Analyzing Defensive Strategies in Professional Football Using Markov Models
A Markov Decision rocess (MDP) approach combined with probabilistic model checking to analyze defensive strategies in soccer.
The article “Reasoning about Goal-Directed Policies in Professional Soccer using Probabilistic Model Checking” by Maaike Van Roy, Wen-Chi Yang, Luc De Raedt, and Jesse Davis presents a novel Markov decision process (MDP) for modeling the behavior of a soccer team that possesses the ball. The authors employ techniques from probabilistic model checking to analyze the MDP and reason about the goal-directed policies that soccer players follow, specifically in the context of defense. The objective of this article is to gain insight into various ways an opponent may generate dangerous situations where they can score a goal, and to assess how much a team can lower its chance of conceding by employing different ways to prevent these situations from arising. The authors provide multiple illustrative use cases by analyzing real-world event stream data from professional soccer matches in the English Premier League.

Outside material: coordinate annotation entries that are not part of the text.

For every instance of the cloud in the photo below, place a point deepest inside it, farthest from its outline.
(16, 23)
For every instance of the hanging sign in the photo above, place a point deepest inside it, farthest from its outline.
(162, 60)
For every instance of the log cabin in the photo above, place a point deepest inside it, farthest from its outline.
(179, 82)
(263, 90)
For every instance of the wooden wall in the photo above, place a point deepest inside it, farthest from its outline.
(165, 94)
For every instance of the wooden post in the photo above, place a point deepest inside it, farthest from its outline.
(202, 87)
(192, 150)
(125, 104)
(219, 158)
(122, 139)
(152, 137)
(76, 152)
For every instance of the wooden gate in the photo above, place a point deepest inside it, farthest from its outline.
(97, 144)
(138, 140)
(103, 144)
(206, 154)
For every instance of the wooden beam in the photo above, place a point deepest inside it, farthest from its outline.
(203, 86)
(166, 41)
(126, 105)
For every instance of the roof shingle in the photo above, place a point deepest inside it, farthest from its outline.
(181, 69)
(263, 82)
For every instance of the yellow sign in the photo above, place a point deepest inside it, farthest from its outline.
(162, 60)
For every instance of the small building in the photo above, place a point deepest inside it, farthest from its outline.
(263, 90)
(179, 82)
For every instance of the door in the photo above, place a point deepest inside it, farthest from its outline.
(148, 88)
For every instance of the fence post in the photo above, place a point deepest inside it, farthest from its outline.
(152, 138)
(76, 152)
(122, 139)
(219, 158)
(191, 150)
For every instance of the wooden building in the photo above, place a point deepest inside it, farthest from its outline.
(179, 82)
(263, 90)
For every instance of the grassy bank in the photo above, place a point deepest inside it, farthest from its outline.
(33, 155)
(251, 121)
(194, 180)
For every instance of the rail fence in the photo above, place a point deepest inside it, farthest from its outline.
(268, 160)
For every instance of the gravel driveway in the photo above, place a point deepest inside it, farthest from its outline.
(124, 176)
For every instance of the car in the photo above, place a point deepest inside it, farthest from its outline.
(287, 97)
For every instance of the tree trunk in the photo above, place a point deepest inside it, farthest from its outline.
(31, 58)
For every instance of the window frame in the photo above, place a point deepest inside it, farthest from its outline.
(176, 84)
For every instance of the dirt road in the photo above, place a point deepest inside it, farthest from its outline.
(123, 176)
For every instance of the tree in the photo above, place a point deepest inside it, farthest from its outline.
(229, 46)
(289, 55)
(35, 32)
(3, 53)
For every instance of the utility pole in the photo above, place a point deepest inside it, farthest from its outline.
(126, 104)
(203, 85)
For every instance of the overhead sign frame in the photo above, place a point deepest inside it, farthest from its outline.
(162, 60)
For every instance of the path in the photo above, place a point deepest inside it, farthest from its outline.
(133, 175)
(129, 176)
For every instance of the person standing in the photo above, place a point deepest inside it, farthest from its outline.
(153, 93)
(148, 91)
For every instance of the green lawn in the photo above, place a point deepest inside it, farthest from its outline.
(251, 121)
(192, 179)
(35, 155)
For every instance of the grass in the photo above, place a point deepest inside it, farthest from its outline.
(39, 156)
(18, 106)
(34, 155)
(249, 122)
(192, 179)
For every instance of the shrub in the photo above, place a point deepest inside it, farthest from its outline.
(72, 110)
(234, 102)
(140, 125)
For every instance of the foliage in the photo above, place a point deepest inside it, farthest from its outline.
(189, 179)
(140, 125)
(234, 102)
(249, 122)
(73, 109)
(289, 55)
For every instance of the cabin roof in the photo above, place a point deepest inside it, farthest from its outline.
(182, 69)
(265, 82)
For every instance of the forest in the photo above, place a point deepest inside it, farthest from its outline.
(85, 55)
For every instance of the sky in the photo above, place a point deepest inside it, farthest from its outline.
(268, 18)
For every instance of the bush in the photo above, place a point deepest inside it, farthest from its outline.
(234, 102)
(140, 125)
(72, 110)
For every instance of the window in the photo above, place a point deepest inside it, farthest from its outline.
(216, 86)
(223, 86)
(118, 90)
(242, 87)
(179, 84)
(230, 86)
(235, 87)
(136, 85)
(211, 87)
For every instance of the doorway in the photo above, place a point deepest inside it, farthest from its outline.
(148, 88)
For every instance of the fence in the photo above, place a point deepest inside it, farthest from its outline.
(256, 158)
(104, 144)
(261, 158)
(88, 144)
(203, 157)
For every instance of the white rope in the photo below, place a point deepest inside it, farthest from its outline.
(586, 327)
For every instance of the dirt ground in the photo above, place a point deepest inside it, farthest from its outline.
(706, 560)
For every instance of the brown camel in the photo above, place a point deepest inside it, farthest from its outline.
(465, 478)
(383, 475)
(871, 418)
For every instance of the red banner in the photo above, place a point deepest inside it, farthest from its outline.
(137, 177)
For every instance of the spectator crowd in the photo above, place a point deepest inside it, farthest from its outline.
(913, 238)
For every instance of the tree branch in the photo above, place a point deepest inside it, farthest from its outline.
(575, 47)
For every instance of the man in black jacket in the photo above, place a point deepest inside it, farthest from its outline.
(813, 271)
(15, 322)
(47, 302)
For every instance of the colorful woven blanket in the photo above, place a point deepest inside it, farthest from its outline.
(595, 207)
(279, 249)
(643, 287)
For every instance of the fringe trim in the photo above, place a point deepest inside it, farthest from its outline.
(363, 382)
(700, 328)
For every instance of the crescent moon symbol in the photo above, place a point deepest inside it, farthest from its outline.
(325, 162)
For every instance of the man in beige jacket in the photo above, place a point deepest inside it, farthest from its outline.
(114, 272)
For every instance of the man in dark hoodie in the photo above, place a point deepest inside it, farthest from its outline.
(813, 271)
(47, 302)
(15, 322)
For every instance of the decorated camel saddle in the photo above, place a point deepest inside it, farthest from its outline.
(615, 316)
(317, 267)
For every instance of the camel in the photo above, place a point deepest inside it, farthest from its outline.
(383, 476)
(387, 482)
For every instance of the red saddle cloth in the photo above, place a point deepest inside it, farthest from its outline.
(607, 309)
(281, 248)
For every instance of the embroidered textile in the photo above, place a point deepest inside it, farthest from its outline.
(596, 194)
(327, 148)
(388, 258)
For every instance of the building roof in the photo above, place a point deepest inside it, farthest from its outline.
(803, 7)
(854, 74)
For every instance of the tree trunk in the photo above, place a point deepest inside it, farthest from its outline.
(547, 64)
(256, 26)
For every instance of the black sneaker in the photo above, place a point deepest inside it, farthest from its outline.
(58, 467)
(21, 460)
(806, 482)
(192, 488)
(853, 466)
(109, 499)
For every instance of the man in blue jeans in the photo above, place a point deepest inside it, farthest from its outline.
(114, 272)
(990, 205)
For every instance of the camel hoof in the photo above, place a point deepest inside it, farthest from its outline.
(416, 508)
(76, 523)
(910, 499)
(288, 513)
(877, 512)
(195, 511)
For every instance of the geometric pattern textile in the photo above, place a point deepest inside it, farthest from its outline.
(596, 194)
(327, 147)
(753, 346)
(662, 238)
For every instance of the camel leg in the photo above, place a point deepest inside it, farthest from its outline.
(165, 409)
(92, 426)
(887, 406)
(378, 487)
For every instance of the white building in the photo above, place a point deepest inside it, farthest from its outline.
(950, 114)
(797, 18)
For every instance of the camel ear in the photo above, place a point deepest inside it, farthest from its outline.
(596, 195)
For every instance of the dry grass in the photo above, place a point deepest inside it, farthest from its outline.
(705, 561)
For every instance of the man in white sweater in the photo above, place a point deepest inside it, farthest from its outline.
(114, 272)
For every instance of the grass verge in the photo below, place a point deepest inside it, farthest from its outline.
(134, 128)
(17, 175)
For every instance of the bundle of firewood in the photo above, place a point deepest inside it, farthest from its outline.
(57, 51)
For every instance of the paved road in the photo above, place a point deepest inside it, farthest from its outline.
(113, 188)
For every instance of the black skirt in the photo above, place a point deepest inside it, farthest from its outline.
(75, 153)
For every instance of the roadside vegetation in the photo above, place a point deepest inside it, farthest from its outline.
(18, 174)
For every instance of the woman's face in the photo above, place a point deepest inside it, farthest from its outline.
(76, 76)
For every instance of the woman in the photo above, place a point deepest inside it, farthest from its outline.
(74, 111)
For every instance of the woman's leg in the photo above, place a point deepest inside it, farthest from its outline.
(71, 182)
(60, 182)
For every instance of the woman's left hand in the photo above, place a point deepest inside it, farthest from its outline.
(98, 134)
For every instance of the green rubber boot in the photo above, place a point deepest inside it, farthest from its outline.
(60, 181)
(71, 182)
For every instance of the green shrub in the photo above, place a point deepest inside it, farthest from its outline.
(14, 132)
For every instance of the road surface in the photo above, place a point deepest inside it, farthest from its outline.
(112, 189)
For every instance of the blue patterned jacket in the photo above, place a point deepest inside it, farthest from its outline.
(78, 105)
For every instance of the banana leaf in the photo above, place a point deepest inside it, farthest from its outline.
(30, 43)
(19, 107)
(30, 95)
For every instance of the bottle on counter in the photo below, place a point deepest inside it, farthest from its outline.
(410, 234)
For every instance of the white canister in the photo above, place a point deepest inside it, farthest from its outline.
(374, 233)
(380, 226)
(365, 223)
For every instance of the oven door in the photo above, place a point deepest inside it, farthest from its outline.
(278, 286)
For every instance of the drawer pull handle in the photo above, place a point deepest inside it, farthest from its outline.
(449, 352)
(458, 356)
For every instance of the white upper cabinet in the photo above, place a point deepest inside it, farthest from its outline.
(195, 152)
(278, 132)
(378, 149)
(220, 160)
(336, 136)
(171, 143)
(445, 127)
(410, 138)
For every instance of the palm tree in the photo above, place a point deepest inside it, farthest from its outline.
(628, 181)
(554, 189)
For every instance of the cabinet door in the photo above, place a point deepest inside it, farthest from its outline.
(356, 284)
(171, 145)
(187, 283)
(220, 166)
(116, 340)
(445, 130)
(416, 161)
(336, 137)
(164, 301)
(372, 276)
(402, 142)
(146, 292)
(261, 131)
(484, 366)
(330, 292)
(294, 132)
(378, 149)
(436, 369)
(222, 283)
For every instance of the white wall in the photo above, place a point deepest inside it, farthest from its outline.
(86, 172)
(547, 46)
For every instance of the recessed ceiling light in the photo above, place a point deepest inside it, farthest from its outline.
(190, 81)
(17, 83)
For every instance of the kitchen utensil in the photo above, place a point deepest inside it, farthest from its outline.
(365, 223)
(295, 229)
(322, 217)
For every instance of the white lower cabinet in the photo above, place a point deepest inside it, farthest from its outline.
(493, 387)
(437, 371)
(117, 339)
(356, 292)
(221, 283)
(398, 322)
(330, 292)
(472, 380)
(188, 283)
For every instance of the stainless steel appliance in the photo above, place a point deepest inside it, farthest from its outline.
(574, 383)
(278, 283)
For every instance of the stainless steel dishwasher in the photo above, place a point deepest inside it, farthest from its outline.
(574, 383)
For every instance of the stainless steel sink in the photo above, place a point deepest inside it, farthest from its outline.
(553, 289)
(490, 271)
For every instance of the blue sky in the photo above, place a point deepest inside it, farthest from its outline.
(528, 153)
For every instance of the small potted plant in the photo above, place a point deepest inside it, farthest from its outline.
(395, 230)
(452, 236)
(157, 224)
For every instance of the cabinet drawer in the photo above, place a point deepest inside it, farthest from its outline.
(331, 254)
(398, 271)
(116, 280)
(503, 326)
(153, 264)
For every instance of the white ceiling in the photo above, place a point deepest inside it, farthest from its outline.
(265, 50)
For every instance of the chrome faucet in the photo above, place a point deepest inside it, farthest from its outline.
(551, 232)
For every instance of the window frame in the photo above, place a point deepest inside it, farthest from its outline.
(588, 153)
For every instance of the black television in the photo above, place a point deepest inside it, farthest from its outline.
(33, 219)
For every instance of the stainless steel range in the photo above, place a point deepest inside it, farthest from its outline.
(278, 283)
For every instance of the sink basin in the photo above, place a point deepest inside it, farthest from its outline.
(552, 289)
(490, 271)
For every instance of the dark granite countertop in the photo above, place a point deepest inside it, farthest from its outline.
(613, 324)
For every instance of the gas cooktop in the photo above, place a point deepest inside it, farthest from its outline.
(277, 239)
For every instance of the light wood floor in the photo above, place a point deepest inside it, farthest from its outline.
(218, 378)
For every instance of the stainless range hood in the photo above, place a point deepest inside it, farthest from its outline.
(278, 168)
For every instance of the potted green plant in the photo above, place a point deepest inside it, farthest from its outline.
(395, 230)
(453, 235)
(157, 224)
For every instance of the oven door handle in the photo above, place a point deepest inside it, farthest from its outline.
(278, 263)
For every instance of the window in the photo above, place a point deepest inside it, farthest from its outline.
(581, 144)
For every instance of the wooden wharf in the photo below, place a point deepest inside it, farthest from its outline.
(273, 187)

In this review article, we will provide an in-depth analysis of the paper and discuss its contributions, limitations, and implications for future research. We will begin by providing an overview of the paper and its motivation, followed by a detailed discussion of the proposed MDP model and probabilistic model checking techniques used for analysis. We will then examine the results of the analysis, including the defensive strategies employed by teams and their effectiveness in reducing the chance of conceding a goal. Finally, we will conclude by summarizing the key contributions of the paper and identifying areas for future research.
Introduction
The paper discusses the application of Markov models in the context of professional sports matches, specifically in soccer, to understand opponent behavior and to aid coaches in their tactical planning. The objective is to reason about the goal-directed policies that players follow to help teams minimize their chances of conceding a goal. The authors propose a two-step framework involving learning a team-specific Markov Decision Process (MDP) from event stream data and using probabilistic model checking techniques to reason about the learned policy. The MDP’s state space consists of locations on the pitch, and actions involve moving between these states or shooting on goal. The probabilistic model checker PRISM is used to reason about the MDP in different ways, such as understanding how an opponent may generate a scoring opportunity, evaluating the effectiveness of defensive strategies, and estimating their effectiveness even if the opponent adapts to them. The paper provides a number of illustrative examples of tactical insights about teams in the English Premier League and contributes to the field by suggesting a real-world application of verifying properties of learned models in sports, proposing a novel MDP for modeling tactical behavior in soccer, and demonstrating how probabilistic model checking can aid coaches in their planning.
Preliminaries
In this section, the authors provide some background on Markov models and their applications to soccer, as well as an introduction to probabilistic model checking.
Markov Models
A Markov model is a probabilistic process that describes the transition between various states in a system. Specifically, a Markov Reward Process (MRP) is a Markov model that associates rewards or costs with each transition. An MRP is defined as a tuple (S, P, R, γ), where S is the set of states, P is the transition function, R is the reward function, and γ is a discount factor.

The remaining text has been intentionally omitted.